For Steven Whiteley, the Memphis makeup race at Tulsa Raceway Park will always be more about his teammates than it was about how he himself fared. Wife Delaina enjoyed the finest outing of her burgeoning Top Dragster career with a runner-up finish to his aunt, reigning MWDRS champion Anita Pulliam-Strasburg, and mom Annie Whiteley won Funny Car.

Not that Whiteley didn’t do just fine himself. He breezed into the top half of the field with a 3.73, lifting a little early because the quick, still-unfamiliar rack-and-pinion steering ratio made the car want to dart around on him. “That first run was just my seventh hit back in the car, and you definitely don’t want to oversteer, especially because it’s my dad’s – not mine,” he said. “But if it had been a full pull, that would’ve been straight to the top.”

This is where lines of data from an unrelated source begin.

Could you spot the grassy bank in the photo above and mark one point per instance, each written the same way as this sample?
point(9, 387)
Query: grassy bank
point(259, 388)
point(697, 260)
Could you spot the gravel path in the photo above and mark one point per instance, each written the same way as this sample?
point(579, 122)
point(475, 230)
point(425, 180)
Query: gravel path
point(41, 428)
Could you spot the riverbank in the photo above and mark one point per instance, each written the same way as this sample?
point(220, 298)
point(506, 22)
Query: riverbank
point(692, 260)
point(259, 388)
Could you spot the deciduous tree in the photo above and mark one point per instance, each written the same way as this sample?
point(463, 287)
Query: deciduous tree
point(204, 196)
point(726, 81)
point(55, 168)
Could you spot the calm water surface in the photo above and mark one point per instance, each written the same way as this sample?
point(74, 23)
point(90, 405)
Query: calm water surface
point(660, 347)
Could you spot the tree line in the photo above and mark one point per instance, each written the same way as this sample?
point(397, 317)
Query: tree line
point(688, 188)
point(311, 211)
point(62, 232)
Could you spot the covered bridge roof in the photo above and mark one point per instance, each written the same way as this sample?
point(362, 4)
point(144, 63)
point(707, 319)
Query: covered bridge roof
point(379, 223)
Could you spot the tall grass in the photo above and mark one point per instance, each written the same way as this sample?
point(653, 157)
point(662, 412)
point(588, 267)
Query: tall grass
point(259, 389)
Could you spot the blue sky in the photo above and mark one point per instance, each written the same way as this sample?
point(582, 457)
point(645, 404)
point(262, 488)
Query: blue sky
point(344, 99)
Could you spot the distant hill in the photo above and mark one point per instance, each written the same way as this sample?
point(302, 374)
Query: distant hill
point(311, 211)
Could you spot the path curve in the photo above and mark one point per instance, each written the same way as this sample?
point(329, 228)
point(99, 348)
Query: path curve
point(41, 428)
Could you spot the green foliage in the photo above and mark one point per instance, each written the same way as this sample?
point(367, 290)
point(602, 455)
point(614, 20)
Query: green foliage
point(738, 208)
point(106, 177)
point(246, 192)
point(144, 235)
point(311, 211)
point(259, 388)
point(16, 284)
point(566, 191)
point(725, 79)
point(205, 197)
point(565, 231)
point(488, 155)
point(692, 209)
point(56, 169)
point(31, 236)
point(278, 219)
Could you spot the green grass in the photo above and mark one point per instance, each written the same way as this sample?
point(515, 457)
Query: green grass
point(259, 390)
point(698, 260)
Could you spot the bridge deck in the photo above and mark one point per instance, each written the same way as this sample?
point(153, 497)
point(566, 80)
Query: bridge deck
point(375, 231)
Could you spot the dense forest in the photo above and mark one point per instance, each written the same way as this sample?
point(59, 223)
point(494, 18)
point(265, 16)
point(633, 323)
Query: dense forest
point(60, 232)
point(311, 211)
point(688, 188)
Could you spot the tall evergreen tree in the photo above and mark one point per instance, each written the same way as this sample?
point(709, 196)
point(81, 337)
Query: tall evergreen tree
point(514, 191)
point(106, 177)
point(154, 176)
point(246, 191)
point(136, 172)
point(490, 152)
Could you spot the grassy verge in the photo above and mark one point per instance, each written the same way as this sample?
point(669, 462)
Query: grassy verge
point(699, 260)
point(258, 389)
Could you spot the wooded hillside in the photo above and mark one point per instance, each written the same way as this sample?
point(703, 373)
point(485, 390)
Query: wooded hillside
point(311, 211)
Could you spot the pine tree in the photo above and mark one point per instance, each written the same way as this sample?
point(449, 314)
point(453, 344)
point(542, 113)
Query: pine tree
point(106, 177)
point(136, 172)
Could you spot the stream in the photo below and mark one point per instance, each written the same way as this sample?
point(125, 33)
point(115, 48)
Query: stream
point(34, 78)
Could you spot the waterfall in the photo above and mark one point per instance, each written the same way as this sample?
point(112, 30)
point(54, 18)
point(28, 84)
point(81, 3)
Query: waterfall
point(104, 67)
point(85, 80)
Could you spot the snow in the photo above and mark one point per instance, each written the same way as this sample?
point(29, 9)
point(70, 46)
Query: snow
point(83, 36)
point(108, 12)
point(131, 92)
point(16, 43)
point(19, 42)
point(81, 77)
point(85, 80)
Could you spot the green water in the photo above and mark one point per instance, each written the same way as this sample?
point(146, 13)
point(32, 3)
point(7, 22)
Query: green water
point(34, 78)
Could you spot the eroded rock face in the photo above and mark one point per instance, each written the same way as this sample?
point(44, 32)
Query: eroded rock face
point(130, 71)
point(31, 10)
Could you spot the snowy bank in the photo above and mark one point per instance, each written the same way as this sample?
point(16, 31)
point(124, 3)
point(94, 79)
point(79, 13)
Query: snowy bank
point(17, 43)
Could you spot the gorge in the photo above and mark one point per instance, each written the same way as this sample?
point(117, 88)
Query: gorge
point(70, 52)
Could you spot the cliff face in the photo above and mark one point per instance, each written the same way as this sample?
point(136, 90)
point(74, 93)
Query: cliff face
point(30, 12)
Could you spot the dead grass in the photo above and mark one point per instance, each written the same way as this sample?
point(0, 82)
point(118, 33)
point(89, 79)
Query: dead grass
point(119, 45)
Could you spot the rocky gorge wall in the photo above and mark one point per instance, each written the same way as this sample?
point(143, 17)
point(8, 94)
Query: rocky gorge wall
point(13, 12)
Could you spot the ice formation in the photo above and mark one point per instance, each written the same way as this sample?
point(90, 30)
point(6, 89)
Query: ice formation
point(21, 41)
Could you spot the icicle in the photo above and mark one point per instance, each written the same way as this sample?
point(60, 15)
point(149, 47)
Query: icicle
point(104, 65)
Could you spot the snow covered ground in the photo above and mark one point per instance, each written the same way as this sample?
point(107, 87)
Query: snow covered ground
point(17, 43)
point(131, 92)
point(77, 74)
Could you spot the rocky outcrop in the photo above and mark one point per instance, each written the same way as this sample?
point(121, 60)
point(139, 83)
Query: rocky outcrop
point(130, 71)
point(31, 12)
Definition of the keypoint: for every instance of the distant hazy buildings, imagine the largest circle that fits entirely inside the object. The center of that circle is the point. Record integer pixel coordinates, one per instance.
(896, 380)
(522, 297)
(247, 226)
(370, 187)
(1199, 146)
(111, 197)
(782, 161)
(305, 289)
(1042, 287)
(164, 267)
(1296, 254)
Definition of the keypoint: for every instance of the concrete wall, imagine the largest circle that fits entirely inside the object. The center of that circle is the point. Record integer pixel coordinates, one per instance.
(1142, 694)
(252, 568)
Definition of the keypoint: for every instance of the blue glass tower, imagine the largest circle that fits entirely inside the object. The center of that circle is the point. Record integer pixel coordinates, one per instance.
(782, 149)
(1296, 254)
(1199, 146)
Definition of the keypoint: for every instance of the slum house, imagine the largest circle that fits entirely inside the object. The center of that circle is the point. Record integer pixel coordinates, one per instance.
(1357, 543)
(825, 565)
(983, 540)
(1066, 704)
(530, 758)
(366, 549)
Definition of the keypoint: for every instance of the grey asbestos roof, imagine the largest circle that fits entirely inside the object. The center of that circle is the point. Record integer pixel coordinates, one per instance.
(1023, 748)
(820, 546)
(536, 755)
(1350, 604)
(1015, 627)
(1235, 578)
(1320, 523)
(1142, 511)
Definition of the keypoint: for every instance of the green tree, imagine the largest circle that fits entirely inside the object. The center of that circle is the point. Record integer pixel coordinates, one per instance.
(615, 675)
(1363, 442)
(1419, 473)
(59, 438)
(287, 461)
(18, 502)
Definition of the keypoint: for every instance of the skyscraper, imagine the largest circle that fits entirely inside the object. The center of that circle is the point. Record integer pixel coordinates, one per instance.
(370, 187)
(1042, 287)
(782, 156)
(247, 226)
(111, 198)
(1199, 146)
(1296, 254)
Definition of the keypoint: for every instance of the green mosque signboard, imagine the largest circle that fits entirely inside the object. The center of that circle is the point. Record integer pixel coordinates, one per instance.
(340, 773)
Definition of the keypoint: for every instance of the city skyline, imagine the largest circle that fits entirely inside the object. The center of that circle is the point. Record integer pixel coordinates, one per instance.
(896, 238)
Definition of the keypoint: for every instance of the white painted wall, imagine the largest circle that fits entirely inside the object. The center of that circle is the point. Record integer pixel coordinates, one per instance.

The numbers bear it out. Every driver who qualified ahead of Whiteley made a hammer-down 200-mph blast through the traps, 20 mph faster than his coasting 183-mph run, yet those drivers were only incrementally quicker, with 3.71s, 3.72s, and 3.73s. Water seeped through the track to such an extent that eliminations had to be canceled in Memphis, and when they finally began, it was two weeks later and more than 400 miles away at Tulsa Raceway Park.

“That first weekend in Memphis was kinda rough,” said Whiteley, who ended up No. 6 with the early-shutoff 3.73/183. “It was just a never-ending battle with the track. We’d walk up there and check it out, there wouldn’t be enough runoff, and the water would collect so they could never get the track in shape for us to run.”

Under vastly different conditions in Tulsa, Whiteley definitively showed what that 3.73 in Memphis could have been by laying down a 3.66 in the first round (half a tenth quicker than No. 1 qualifier Dustin Nesloney’s 3.71 in that round) to wipe out track co-owner Todd Martin’s 3.76.

“This is all fresh, we’re coming off a break, and it’s like everything’s all new again,” he said. “I’m just loving this eighth-mile deal. I’m over the quarter-mile. After the eighth, it almost feels like the car is floating to the finish line. You’re just waiting for something to happen, and you’d better be ready to do something fast if it does. In the eighth-mile, the car’s carrying the front end the whole time, all the weight is on the ass end, and you’re charging all the way to the end. The whole race is more exciting, more intense.”